Building Agentic AI Systems
The shift from prompt-and-response AI to agentic systems represents a fundamental change in how we build software. Instead of generating text, agents reason about goals, decompose tasks, and execute multi-step plans autonomously.
What makes an agent "agentic"
An agentic AI system has three core capabilities:
- Planning — breaking a high-level goal into concrete steps
- Tool use — calling APIs, reading files, running code, interacting with external systems
- Reflection — evaluating its own outputs and adjusting course
The gap between a chatbot and an agent is the feedback loop. A chatbot generates a response and stops. An agent generates an action, observes the result, and decides what to do next.
Architecture patterns
Most production agent architectures follow a similar pattern:
while not done:
observation = perceive(environment)
plan = reason(observation, goal, memory)
action = select_action(plan)
result = execute(action)
memory.update(result)
done = evaluate(result, goal)The details matter — how you manage context windows, handle tool failures, implement guardrails, and prevent infinite loops. But the core loop is consistent.
Lessons learned
After shipping several agentic systems, a few patterns have become clear:
- Deterministic scaffolding around non-deterministic models: Use structured outputs, validation layers, and retry logic to make the overall system reliable even when individual LLM calls are unpredictable.

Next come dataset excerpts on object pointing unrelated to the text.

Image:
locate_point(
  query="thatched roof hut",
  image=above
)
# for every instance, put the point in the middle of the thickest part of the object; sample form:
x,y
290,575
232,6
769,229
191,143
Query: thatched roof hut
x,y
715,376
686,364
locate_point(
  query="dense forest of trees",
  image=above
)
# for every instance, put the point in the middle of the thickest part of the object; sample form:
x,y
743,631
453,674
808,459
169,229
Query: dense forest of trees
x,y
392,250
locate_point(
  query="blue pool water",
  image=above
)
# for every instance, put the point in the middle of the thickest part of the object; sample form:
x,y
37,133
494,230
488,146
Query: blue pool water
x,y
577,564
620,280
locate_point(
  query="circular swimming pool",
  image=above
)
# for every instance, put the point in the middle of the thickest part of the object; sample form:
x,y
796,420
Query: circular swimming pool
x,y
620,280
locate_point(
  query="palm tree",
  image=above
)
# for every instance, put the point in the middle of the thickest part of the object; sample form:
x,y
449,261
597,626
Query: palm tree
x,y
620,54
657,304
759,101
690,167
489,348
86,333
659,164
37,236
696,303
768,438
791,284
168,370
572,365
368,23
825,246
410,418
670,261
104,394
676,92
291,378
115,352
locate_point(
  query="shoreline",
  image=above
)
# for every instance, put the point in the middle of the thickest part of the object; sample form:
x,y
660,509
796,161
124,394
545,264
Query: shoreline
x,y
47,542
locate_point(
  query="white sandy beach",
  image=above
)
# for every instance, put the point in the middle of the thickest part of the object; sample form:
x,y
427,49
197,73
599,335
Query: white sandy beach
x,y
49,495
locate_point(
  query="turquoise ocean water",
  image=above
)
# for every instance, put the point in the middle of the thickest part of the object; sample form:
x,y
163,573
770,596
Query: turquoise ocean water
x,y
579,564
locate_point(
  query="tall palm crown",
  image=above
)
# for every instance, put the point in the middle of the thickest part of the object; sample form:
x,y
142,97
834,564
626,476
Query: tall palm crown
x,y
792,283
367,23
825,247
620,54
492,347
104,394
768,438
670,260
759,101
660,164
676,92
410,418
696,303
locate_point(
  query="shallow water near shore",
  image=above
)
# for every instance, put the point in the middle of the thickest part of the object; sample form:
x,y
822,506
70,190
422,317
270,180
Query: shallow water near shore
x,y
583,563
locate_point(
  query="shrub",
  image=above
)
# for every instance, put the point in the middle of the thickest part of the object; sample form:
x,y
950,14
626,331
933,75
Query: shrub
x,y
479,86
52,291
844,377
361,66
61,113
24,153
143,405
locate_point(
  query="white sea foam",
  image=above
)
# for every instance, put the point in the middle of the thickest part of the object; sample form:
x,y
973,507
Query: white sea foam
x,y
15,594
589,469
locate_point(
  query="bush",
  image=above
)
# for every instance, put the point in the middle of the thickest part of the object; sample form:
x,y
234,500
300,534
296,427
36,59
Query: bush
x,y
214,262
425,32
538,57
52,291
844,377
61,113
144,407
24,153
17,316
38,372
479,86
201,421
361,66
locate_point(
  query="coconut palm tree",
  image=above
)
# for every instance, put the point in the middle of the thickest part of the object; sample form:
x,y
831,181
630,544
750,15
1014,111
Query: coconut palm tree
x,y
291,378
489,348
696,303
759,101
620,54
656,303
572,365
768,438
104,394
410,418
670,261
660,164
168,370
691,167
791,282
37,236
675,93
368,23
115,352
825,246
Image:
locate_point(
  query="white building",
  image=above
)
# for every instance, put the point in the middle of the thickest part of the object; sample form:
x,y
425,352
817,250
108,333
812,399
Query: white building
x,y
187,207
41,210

- Observability is non-negotiable: Every agent action, tool call, and decision point needs to be logged and traceable. When an agent does something unexpected in production, you need to understand why.
- Start with single-agent, scale to multi-agent: Multi-agent orchestration adds complexity. Most problems are better solved with a well-designed single agent before introducing coordination overhead.
The field is moving fast. What's clear is that building with agents requires a different mental model than traditional software engineering — one that embraces uncertainty while building robust systems around it.